# SNIPPETS....

The power of 11111

This is called a repunit i.e. a repeated sequence of ones. There are repunits which are also primes like 11. After 11, a string of nineteen ones i.e. 111...(repeated 19 times and written as R19) is another prime, other examples of repunit primes are R23, R317 and R1031.

No larger repunit prime than R1031 is perhaps known! The number one is itself unique in many ways; i.e. apart from it being used to denote the top or number one position in any situation or subject. One and zero are of course unique binary digits, the universal basis for all digital systems and computations.

Anything multiplied by one, remains the same, but anything multiplied by zero also vanishes. Anything (i.e. any number), raised to the power of zero, becomes one, but anything (however large or small) raised to the power of one does not change and is the same number! This has led to the amusing adage “Show me a useless exponent and I will show you one!”. In the adventures of Alice in Wonderland (or rather in its sequel Through the looking glass) one of the riddles posed to Alice (by the Red Queen) is “What is one and one and one...?” Alice replies, “I have lost count!” Of course you can build up all the numbers using only zero and one which is actually the basis for the binary system.

The number eleven again has interesting properties. The powers of eleven give the binomial co-efficients in the binomial expansion, as is well known in school algebra, i.e. 11, 121, 1331 etc. If you want to expand (a+b) to the power of n, ex: n=2, coefficients are 1, 2, and 1 for a squared, product ab and b squared. A convenient way to remember this is the so-called Pascal’s triangle, which successively gives the power of eleven. The first few powers of eleven are also palindromic (i.e. read the same both ways), ex: 11, 121, 1331 etc.

Eleven dimensions also play a unique role in unified theories of basic interactions in physics.
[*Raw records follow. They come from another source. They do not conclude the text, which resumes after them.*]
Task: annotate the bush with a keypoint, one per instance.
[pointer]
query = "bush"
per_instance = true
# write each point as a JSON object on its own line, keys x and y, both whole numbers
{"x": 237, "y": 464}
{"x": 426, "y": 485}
The universe is supposed to have started with eleven dimensions, four expanding and the remaining shrinking and becoming compact to minuscule dimensions which could be probed in the Large Hadron Collider! The eleventh of November this year will also have the sequence 111111.

C Sivaram

Imagining a new skin that can repel ice

De-icing aircraft with chemicals is expensive, environmentally unfriendly and time-consuming, as stranded passengers during winter blizzards may be well aware. For the last decade researchers have been exploring the possibility of building planes with hydrophobic, or water-repellent, materials that would not require de-icing. But now, researchers from MIT report that this approach is flawed. Although a surface might be water-repellent, it may not be ice- or frost-repellent. Their findings appear in the journal
Applied Physics Letters. “Water can go directly from a vapour stage to a solid state,” said Kripa Varanasi the study’s lead author and a professor of mechanical engineering at MIT.

“When ice forms this way – typically called frost – on a super hydrophobic surface it can pretty much coat up the entire surface.” The result is a surface covered in frost that is no longer hydrophobic, but incredibly hydrophilic, or water-attracting, he said. Varanasi believes that frost build-up can be better controlled by creating a surface with nanoscale texturing. The technology would have applications outside aviation as well. Wind turbines tend to collect large amounts of ice, and aside from introducing significant drag and reducing performance, a spinning turbine can hurl out large chunks of ice that can cause serious damage.

The real challenge lies in creating an ideal texture that deflects unwanted frost formation and is also durable and scalable, Varanasi said.